The results of the “Family Strain Index” demonstrated that the parents rated the stress and burden of illness correspondingly high at the follow-up to that before the intervention. The FSI score before the intervention was unexpectedly low considering that the children were multi-impaired and therefore substantial improvements were unlikely to be achieved. The parents were aware of their children’s severe disability including ID and had consequently adapted their daily life to the situation in many ways. FSI has mostly been used in studies of intervention in subjects with ADHD. Our results are in agreement with those of Silva et al33 who could not demonstrate any difference in parental scores before and after an intervention in children with ADHD and ASD.

The parents’ perception of the intervention 18 months after study start was generally positive. Almost all parents expressed a sense of relief when they received confirmation that their children also had ASD. Many of the parents had experienced that their child for many years had not been understood. Their child had additional difficulties compared to other children with DS and the parents had felt lonely and insufficient to meet their child’s needs. The evaluation also supported that the use of strategies intended to facilitate activities and communication remained largely 18 months after completion of the intervention.
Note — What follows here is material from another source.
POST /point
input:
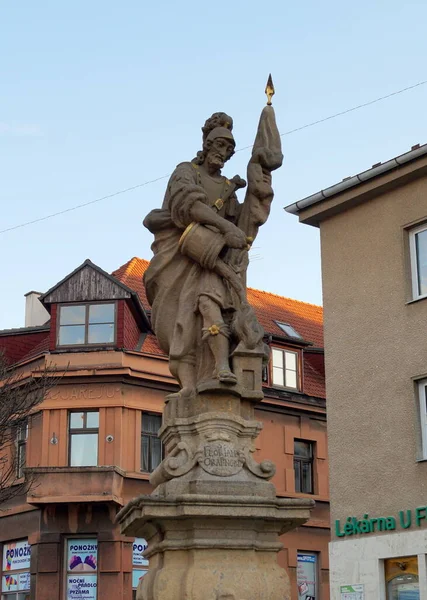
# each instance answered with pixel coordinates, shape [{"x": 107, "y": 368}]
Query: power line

The results demonstrated that a psychoeducational program can be adapted for schoolchildren with DS and severe or profound ID. We used an approach with a comprehensive psychoeducational program, based on ABA, but to a large extent adapted for older children and teenagers (6–18 years) with DS, ID and ASD. All children had been diagnosed with autism recently. No formal education had been given previously to the parents about autism. The use of a psychoeducational program, adapted to the severity of ID of each child, made it possible to address specific problems of communication and daily activities. To our knowledge no similar research using modified ABA approaches in this patient group of schoolchildren, of whom the majority was teenagers with severe ID, has been reported.

In a review, Moss and Howlin36 highlighted that recognition of ASD-like characteristics (even where a true diagnosis of ASD may not be relevant) in individuals with genetic syndromes is crucial in ensuring appropriate behavioral management and educational placement.

Limitations of the study include the open design in which each child was his or her own control. The small study group and the difficulty in finding appropriate evaluation instruments also represent limitations. Strengths of the study were that the patient group was derived from a population-based cohort of children with DS, that the goals set were adapted to the severity of ID and that the activities were relevant for the daily life of the children and their families.

Conclusion and clinical implications

We conclude that it is possible to create an adapted intervention program based on ABA for older children and adolescents with Down syndrome with coexisting ASD, in the case of severe or profound ID. An intervention, adapted individually and taking the severity of ID into account, seems to be beneficial both for the children and for the parents. Future studies are needed to confirm these results. The study highlights the importance of identifying coexisting ASD in children with DS. An ASD screening program already implemented during preschool age would enable further clinical assessment to be carried out, appropriate information to be given and interventions put in place. It is likely that it would be possible to implement similar adapted intervention programs also for other patient groups with ASD and severe ID.


We are grateful to the children and parents who participated in this research. The Sävstaholm Foundation, the Gillberg Foundation and the Uppsala University Hospital Research Fund supported the study.


The authors report no conflicts of interest in this work.